The songs you know in your bones by Madelaine Empson

Legendary Kiwi musician Tim Finn OBE of Split Enz and Crowded House fame will make his welcome return to our stages this September, performing The Lives and Times of Tim Finn at the Michael Fowler Centre on the 21st. The singer-songwriter and composer says he’s excited, in training (swimming laps, which he does anyway), and getting his voice in shape for the Australia and New Zealand tour, his first after being largely off the concert grid while songwriting for music theatre and opera for the last decade.

Joined by a tight full band – including his daughter Elliot on harmonies – with an atmospheric light show by Australian theatre lighting designer Matt Marshall to boot, the setlist will be unmatched. Venture through era-defining albums like Split Enz’ Dizrythmia (1977), True Colours (1980), and Time and Tide (1982); Crowded House’s Woodface (1991), which Finn joined the band especially for; and solo releases like his number-one debut Escapade (1983).

You’ll be playing the full gamut of Split Enz, Crowded House, and solo hits. Which songs are you most looking forward to playing and why?

All the ones that fill the room with energy and create that feeling of connection. I See Red, Weather With You, Made My Day... I have also included some deeper cuts such as Ghost Girl and Hard Act to Follow, both of which I haven’t sung for many years. So they seem very fresh to me, and interesting to get inside those lyrics at this stage of my life. I’m particularly looking forward to singing harmonies with Elliot. As well as general BVs [backing vocals] we have been experimenting with close harmonies in It’s Only Natural, Fraction Too Much Friction, and I Hope I Never. But there will be others.

What are the ghosts of concerts past when it comes to the Michael Fowler Centre and Wellington at large?

In 1983 I was presented an award by then-Prime Minister David Lange at the NZ Music Awards there. Afterwards we had dinner together, along with his wife. She was giving him plenty of stick. Also in the Michael Fowler Centre that night were Dave Dobbyn and the Topp Twins, whom I’ve toured with at various points and greatly admire. I’ve always loved coming to Wellington. I remember driving down there when I was 21, we arrived at night, and immediately I felt it had a sensual allure. Maybe it was the enfolding hills glowing with tungsten light. The shine off the water. The secret lives of diplomats.
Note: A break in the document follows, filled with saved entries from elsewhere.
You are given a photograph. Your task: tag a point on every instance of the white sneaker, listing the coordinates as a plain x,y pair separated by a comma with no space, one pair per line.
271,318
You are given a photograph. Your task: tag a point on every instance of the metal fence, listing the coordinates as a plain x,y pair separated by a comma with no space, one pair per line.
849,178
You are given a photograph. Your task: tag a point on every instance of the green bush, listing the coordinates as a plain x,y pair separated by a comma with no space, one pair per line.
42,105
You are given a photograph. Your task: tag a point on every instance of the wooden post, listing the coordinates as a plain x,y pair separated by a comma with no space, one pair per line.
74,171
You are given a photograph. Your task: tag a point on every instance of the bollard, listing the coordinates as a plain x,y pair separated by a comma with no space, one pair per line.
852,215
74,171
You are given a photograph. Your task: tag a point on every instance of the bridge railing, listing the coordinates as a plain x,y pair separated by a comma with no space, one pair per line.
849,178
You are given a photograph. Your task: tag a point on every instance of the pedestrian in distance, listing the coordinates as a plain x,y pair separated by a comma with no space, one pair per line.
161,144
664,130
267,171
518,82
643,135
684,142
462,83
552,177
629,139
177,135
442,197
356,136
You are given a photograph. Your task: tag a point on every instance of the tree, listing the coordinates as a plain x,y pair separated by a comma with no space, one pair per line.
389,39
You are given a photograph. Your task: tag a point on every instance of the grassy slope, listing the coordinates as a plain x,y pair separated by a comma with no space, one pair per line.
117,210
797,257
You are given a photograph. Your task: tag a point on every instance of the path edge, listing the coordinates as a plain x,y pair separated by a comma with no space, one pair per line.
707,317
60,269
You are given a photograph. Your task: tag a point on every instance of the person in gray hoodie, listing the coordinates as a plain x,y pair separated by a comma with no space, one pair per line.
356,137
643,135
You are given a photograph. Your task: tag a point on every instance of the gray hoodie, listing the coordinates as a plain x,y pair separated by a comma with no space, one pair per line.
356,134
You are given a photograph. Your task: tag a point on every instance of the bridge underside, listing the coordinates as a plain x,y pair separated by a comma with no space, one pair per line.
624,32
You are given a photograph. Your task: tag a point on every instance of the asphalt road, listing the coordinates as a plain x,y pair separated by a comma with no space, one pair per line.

What kind of night out can Wellington audiences look forward to?

A night of songs they know in their bones, played really well and intensely by an inspiring band. A musical journey beginning in 1977, traveling through the 80s and 90s. I was there. I come as an emissary from a different age, but what happens will be happening right then and there between us. We can create some new memories together.